Karmada: Open, Multi-Cloud, Multi-Cluster Kubernetes Orchestration

endymi0n · on April 27, 2021

No questions on the technical implementation, this looks impressive. Nevertheless, I'm getting more and more convinced that the whole multi-cloud topic is snake oil, an engineering self-purpose and basically the ORM discussion of the '00 years reloaded.

When you're betting on any of the large, public clouds, what you're paying extra on top compared to colocation is basically renting an insanely large and experienced operations team that's solely incentivized by keeping the services running and connected. I'm not saying the large players will never fail, but at least they are designed and built to that standard at any single point of contact.

Even at a _single_ public cloud, bugs and misconfigurations far outweigh any hardware failure. I've seen routing configurations or the Kubernetes backplane fail on GCP that took down my services, but never ever even a whole Availability Zone.

The farther you zoom out, the larger the probability of misconfiguration and failure by excessive technological complexity compared to individual server or service failure.

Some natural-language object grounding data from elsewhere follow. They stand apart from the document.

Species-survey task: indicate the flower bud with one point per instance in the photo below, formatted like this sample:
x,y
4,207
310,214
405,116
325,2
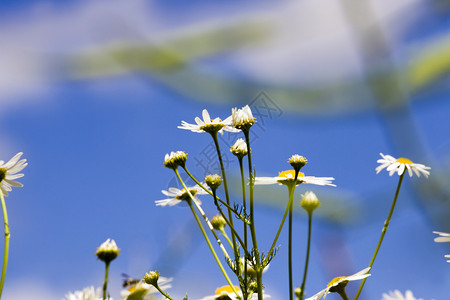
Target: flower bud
x,y
175,160
218,222
239,149
107,251
309,202
297,162
213,181
151,278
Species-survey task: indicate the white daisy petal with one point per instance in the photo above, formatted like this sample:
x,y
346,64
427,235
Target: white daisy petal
x,y
9,171
393,165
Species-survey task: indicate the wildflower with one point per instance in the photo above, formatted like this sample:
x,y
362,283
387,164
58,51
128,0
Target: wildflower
x,y
213,181
287,177
443,237
8,172
397,295
401,164
107,251
226,293
88,293
239,148
309,202
218,222
151,278
208,125
175,160
242,118
141,290
338,284
297,161
178,195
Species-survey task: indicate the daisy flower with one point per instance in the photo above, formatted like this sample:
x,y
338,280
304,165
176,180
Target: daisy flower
x,y
443,237
242,118
8,172
226,293
399,165
175,159
287,177
340,283
397,295
107,251
177,195
208,125
141,290
89,293
239,148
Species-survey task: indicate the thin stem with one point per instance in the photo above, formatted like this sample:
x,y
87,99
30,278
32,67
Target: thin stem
x,y
225,252
343,294
229,224
291,199
227,196
205,235
291,284
105,283
308,248
244,204
209,192
252,215
224,233
162,292
383,232
7,236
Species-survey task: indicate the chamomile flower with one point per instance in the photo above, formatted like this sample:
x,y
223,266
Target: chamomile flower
x,y
175,160
88,293
339,283
399,165
239,148
242,118
8,172
226,293
107,251
208,125
177,195
142,290
442,238
397,295
287,177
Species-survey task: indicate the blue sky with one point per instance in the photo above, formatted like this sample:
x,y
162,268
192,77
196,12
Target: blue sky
x,y
95,146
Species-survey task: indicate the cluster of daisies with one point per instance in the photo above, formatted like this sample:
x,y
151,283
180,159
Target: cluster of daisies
x,y
240,120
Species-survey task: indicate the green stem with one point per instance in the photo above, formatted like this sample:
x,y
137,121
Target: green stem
x,y
224,233
105,283
162,292
209,192
383,232
291,284
203,215
244,204
252,216
343,294
229,225
227,197
7,236
291,199
205,235
308,248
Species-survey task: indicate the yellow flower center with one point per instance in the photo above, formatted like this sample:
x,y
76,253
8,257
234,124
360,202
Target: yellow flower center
x,y
184,196
292,174
2,174
226,288
335,280
403,160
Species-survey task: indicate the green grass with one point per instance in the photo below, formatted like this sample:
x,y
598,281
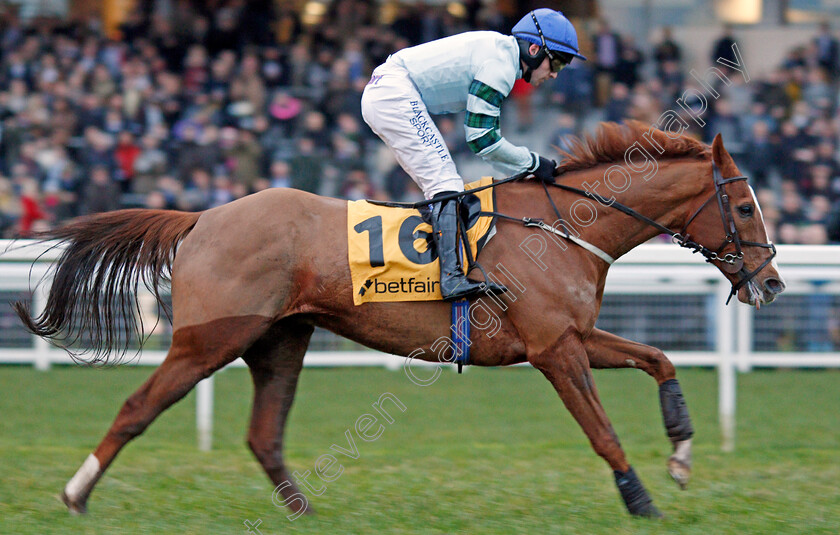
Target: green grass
x,y
491,451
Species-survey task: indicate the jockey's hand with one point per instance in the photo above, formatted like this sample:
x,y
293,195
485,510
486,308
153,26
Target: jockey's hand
x,y
544,170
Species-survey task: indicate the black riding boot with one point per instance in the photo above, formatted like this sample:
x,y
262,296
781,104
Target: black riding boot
x,y
454,284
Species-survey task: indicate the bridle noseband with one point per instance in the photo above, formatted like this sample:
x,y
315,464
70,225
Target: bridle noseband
x,y
732,263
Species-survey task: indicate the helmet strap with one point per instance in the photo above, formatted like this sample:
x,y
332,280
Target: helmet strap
x,y
530,61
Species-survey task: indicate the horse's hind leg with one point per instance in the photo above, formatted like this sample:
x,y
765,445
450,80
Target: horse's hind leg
x,y
606,350
566,366
275,362
196,352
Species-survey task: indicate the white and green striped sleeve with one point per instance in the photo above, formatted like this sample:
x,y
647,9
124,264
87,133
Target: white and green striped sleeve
x,y
481,124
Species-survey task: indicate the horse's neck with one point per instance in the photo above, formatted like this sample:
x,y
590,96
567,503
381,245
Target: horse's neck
x,y
664,197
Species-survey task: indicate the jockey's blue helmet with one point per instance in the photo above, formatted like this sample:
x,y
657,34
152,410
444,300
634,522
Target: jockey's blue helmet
x,y
553,32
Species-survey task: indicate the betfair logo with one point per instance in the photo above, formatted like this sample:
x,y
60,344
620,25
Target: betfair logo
x,y
403,285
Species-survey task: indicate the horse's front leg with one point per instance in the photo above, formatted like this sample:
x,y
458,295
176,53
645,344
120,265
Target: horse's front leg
x,y
606,350
566,366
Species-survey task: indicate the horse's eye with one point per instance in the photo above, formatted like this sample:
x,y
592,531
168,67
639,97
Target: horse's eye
x,y
746,210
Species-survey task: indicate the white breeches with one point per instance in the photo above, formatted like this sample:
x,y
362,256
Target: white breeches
x,y
392,107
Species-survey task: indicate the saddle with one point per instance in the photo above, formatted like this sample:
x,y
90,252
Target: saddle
x,y
391,252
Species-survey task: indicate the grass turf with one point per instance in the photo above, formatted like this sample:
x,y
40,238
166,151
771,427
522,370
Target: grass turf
x,y
491,451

I did myself a favor once and wondered what's the actual cost if our site goes down and for how long. Surely it's high, you might be surprised to actually compare that against what you're paying for in risk management.

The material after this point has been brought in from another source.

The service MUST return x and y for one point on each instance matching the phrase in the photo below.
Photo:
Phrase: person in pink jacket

With that number in hand, I decided for example that the risk and adjusted cost of whole AZ failure is negligible compared to what we were paying for in intra-AZ traffic and happily put all of our production network back into one AZ (backups excluded of course).

Also, on the cost side, you'll usually get larger discounts and massively save on traffic costs if you just bet on a single cloud that should far outweigh any savings you might get by the leverage of avoiding lock-in, or buying individual services cheaper on specific clouds.

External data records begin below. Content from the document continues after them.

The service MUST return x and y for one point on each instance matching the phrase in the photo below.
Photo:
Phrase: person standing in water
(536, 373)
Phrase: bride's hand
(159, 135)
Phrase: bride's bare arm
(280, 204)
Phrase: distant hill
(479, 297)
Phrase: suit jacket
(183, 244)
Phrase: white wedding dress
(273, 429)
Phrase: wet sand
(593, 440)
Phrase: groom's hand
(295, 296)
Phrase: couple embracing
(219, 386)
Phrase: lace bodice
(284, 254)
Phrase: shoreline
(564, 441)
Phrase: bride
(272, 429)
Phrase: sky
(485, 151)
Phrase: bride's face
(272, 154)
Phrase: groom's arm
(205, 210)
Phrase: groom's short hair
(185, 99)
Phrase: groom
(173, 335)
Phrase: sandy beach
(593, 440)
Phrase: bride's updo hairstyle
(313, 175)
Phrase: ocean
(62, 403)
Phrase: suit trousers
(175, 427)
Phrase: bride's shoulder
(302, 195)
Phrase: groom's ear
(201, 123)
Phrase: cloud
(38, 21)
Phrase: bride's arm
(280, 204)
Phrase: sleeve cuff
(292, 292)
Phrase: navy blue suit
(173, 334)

Then again, we're not servicing any life critical systems. Your mileage may vary.

x3c · on April 27, 2021

Regardless of multi-cloud deployment preferences, multi-cloud readiness has tremendous value in itself.

Biggest of the values is having the freedom and choice to pack up from one cloud and go to another at the drop of hat.

Another equally important reason is to provide some commoditization of cloud providers so they don't grow all powerful.

It also keeps cloud market open for new entrants that can come in with better/different value propositions than the existing players and stand a fighting chance of playing upon merits.

Unless you (as in general developer and not you specifically) want cloud providers to become massive rent seeking institutions, keep optionality in the ecosystem.

regularfry · on April 27, 2021

For us, it's less that I want to run things on more than one cloud at a time. It's that the next time there's a shuffling of the deck-chairs 5 levels above my pay grade and we end up under someone who says "Oceania Web Services is much better than the Eurasia Cloud Platform! We must move everything at once!" it's not a 3 year migration project (by which time, guess what, Eurasia is mysteriously better than Oceania again).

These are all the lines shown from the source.